Letter From the Chair

Submitted by Casey Colvin on

With the end of the Spring quarter, we mark an entire year of online instruction and learning, a difficult period to be sure, but also one in which we have learned new ways of communicating with our students and our community.  I first want to thank all of my colleagues—faculty and staff—whose unwavering dedication to our shared educational mission has been critical to the success of our programs in the face of major challenges, both personal and professional. Like many of you, I look forward to a return to in-person instruction, to a renewal of the that direct exchange of ideas with peers and students that is essential to the humanistic enterprise.

To the graduating seniors and the MA and PhD students who will be completing their degrees this year, I want to extend my congratulations and appreciation for your essential role in the life of the department during this difficult period.  As I was reminded once again this year, nowhere do I learn more than in the classroom—even the virtual classroom—where new ideas constantly come into being, are challenged, and reconfigured in ways that I could never even imagine were it not for the thoughtful contributions of my students.  It is that passion for exploring ideas, both new and old, that inspires me and gives me great hope for the future of our discipline.

With the creation of three new Teaching Professor titles, this has been an especially important year for our instructional faculty who will now enjoy recognition that is more fully representative of their central role in fulfilling the department’s educational mission.  This important change in titles also coincides with the promotion this year of two of our colleagues to the rank of Associate Teaching Professor:  Eduardo Viana da Silva and Samuel Jaffee. Having revived our languishing Portuguese Program, Professor Viana da Silva led the initiative to create a new minor in Portuguese and Luso-Brazilian Studies and has been instrumental in expanding our vision of the field to include the Portuguese-speaking regions of Africa.  A dedicated advocate for innovative teaching, Professor Jaffee has worked tirelessly on a wide range of projects related to pedagogy, his expertise serving as an invaluable resources to colleagues both inside the department and beyond.   To both Professors Jaffee and Viana da Silva, I offer my warmest congratulations.

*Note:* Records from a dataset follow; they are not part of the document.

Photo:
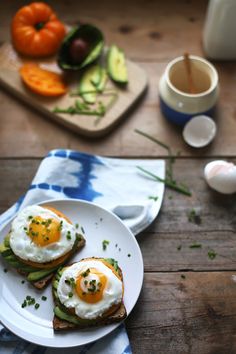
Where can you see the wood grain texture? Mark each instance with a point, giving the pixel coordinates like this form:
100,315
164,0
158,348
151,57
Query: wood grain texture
174,315
152,33
195,315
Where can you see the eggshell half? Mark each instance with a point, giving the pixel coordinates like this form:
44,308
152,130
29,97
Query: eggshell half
221,176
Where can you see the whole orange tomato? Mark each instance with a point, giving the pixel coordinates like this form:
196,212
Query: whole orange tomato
36,30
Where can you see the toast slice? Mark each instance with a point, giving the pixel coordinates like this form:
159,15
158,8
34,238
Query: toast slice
38,277
60,321
118,316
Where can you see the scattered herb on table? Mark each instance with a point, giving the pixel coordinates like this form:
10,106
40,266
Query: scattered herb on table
212,254
194,217
196,245
105,243
169,181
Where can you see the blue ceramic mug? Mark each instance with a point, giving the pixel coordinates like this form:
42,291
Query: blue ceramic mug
177,104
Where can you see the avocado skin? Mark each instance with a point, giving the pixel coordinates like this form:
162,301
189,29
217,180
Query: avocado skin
116,65
92,36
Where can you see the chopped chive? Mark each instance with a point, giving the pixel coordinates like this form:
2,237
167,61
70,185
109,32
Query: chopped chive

In a further sign of both renewal and growth, the Department of Spanish and Portuguese Studies is also pleased to announce that three new Assistant Professors will be joining us next year.  Starting this Fall, a leading expert in language pedagogy for heritage speakers, Professor Angélica Amezcua (PhD, Arizona State), will be taking over the directorship of the department’s Spanish Heritage Language program from the program’s founder, Professor María Gillman.  Professor Elizabeth Hochberg (PhD, Princeton), formerly a lecturer in the department, will continue as a valued member of the faculty in her new position as Assistant Professor.  With her specialization in contemporary Chile and Mexico, Professor Hochberg will play an important role in the department’s ongoing efforts to meet the growing demand for classes focused on Latin America.  Rounding out our impressive group of new hires is Professor Juan Pablo Rodríguez Argente del Castillo (PhD, Yale).  An expert in medieval and Renaissance Spanish literature, Professor Rodríguez Argente del Castillo will help to cement the department’s growing reputation as a center of excellence in pre-19th-century Spanish and Colonial Latin American literary and cultural studies.

The positive developments of the last few months leave me especially optimistic for the coming year when there is great hope that we will finally return, as we have long desired, to those communal spaces that are so fundamental to our work as scholars, teachers, and students.